This page provides a concise reference and a sequence of practice problems for matrix calculations in base R. It is suitable for review or for use alongside lectures on linear algebra, regression, and numerical computation.
Tip: Use Ctrl/Cmd + Enter in RStudio to run selected lines. Use set.seed() to obtain reproducible random matrices.
Quick Start (R)
Create & Shape
# Create matrices
A <- matrix(1:9, nrow = 3, ncol = 3) # fills by column by default
B <- matrix(seq(2, 20, by = 2), nrow = 3) # another 3x3
C <- matrix(rnorm(12), nrow = 3, ncol = 4) # 3x4 random
# Bind and diag
X <- cbind(1, A) # add intercept column
Y <- rbind(A, 10:12)
I3 <- diag(3) # 3x3 identity
Arithmetic & Algebra
# Elementwise vs matrix multiplication
A + B # addition
A * B # elementwise product
A %*% B # matrix product
# Transpose, inverse, determinant
At <- t(A)
if (det(A) != 0) Ainv <- solve(A)
# Norms and rank
norm_A <- norm(A, type = "F")
rank_A <- qr(A)$rank
Indexing & Apply
A[1, 2] # element (row 1, col 2)
A[ , 2] # column 2 (as vector)
A[1:2, 2:3] # submatrix
A[diag(3) == 1] <- 5 # set diagonal to 5
rowSums(A); colMeans(A)
apply(A, 1, sd) # row-wise sd
Systems, Eigen, SVD
# Linear system Ax = b
set.seed(1)
A <- matrix(rnorm(9), 3, 3)
b <- rnorm(3)
x <- solve(A, b) # solves Ax = b
# Eigen and SVD
E <- eigen(A) # E$values, E$vectors
sv <- svd(A) # U, D, V
# Least squares (normal equations)
X <- cbind(1, matrix(rnorm(20), 10, 2))
y <- rnorm(10)
beta_hat <- solve(t(X) %*% X, t(X) %*% y)
Mini Cheat‑Sheet
matrix(data, nrow, ncol, byrow = FALSE) — build a matrix.
cbind(...), rbind(...) — column/row bind.
diag(n) — identity; diag(v) — diagonal with entries v.
Work through these in order. Each problem includes an optional solution. Unless stated otherwise, assume all matrices are conformable and invertible where needed.
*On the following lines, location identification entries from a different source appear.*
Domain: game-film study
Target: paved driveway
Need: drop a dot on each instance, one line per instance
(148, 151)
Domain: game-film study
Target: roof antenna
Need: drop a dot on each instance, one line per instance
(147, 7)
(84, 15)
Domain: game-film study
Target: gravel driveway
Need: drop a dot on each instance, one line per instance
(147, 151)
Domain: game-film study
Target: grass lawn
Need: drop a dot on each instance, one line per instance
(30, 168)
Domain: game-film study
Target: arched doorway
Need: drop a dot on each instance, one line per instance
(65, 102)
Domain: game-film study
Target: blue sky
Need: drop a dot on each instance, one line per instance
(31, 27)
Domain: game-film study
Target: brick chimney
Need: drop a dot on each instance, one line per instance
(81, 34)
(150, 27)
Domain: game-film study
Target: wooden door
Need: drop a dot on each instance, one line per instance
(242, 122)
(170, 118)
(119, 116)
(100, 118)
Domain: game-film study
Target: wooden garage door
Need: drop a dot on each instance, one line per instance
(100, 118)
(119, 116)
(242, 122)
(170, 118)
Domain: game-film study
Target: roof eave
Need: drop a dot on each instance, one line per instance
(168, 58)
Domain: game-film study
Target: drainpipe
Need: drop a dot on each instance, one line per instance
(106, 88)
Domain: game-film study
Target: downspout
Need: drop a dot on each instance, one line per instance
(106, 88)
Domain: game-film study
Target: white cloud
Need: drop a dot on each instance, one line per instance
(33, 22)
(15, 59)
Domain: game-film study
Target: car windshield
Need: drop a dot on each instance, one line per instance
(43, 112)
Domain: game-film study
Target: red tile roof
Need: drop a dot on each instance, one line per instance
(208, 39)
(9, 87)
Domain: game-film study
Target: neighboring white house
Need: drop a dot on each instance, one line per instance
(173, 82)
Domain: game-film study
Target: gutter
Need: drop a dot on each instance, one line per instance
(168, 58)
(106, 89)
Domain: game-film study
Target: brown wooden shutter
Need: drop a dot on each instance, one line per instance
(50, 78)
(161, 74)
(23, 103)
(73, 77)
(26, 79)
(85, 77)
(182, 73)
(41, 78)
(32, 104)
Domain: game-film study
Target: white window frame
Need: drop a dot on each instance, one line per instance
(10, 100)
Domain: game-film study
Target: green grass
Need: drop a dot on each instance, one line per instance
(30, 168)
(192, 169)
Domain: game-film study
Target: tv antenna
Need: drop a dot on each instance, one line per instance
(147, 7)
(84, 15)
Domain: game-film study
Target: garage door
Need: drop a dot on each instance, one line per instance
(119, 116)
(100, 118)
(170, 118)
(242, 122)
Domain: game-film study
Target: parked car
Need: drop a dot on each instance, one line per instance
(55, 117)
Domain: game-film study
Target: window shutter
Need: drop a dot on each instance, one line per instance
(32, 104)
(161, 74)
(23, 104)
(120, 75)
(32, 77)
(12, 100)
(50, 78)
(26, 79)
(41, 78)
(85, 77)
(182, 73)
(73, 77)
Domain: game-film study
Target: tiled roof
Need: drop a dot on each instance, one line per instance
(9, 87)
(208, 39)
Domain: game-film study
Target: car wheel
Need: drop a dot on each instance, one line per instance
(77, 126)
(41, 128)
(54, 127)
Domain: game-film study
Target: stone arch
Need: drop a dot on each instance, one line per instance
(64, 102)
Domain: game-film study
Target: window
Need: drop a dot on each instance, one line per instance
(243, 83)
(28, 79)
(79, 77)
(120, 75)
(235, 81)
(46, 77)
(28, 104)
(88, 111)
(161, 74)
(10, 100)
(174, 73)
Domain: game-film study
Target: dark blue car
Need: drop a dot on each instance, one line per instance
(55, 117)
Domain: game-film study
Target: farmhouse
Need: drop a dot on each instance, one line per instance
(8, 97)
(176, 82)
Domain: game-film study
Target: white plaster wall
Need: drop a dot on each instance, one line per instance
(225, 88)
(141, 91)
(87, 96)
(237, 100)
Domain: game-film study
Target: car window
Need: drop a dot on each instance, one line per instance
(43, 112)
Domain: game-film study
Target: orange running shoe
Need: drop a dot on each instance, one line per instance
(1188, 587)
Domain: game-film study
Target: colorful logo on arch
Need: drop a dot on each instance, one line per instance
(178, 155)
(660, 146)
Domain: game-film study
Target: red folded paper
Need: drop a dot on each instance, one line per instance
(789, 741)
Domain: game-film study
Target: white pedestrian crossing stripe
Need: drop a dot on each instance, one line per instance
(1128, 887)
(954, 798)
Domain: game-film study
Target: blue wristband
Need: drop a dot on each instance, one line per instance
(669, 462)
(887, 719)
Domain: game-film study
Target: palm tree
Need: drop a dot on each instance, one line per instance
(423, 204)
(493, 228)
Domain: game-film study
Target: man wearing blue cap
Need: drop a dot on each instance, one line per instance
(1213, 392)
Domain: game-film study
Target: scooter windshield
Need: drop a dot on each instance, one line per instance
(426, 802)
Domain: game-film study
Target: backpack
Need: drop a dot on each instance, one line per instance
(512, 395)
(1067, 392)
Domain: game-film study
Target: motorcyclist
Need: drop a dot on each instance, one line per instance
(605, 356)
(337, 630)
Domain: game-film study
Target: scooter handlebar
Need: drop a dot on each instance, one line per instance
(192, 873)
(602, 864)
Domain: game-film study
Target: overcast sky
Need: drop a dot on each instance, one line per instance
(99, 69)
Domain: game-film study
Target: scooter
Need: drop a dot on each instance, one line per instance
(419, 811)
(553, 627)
1) Basic construction & products
Create two 3×3 matrices A and B. Compute A + B, A * B (elementwise), and A %*% B. Check whether A %*% B equals B %*% A.
Show solution (R)
set.seed(42)
A <- matrix(sample(1:9), 3, 3)
B <- matrix(sample(1:9), 3, 3)
A + B
A * B
A %*% B
all.equal(A %*% B, B %*% A) # generally FALSE
2) Transpose, determinant, inverse
Compute t(A), det(A), and (if invertible) solve(A). Verify numerically that A %*% solve(A) is the identity.
Show solution (R)
At <- t(A)
DA <- det(A)
if (abs(DA) > 1e-12) {
Ainv <- solve(A)
I3 <- A %*% Ainv
round(I3, 8)
}
3) Indexing & replacement
Replace the diagonal entries of A with 5. Extract the submatrix formed by rows 1–2 and columns 2–3.
Show solution (R)
diag(A) <- 5
subA <- A[1:2, 2:3]
A; subA
4) Row/column summaries
Compute rowSums(A), colMeans(A), and the row‑wise standard deviation using apply.
Show solution (R)
rowSums(A)
colMeans(A)
apply(A, 1, sd)
5) Linear system
Generate a random invertible 3×3 matrix A and vector b. Solve Ax = b for x.
Show solution (R)
set.seed(1)
A <- matrix(rnorm(9), 3, 3); b <- rnorm(3)
x <- solve(A, b)
# check
max(abs(A %*% x - b))
6) Least squares via normal equations
Simulate data with two predictors (plus intercept) and solve for \(\hat{\beta}\) using (X'X)^{-1} X'y.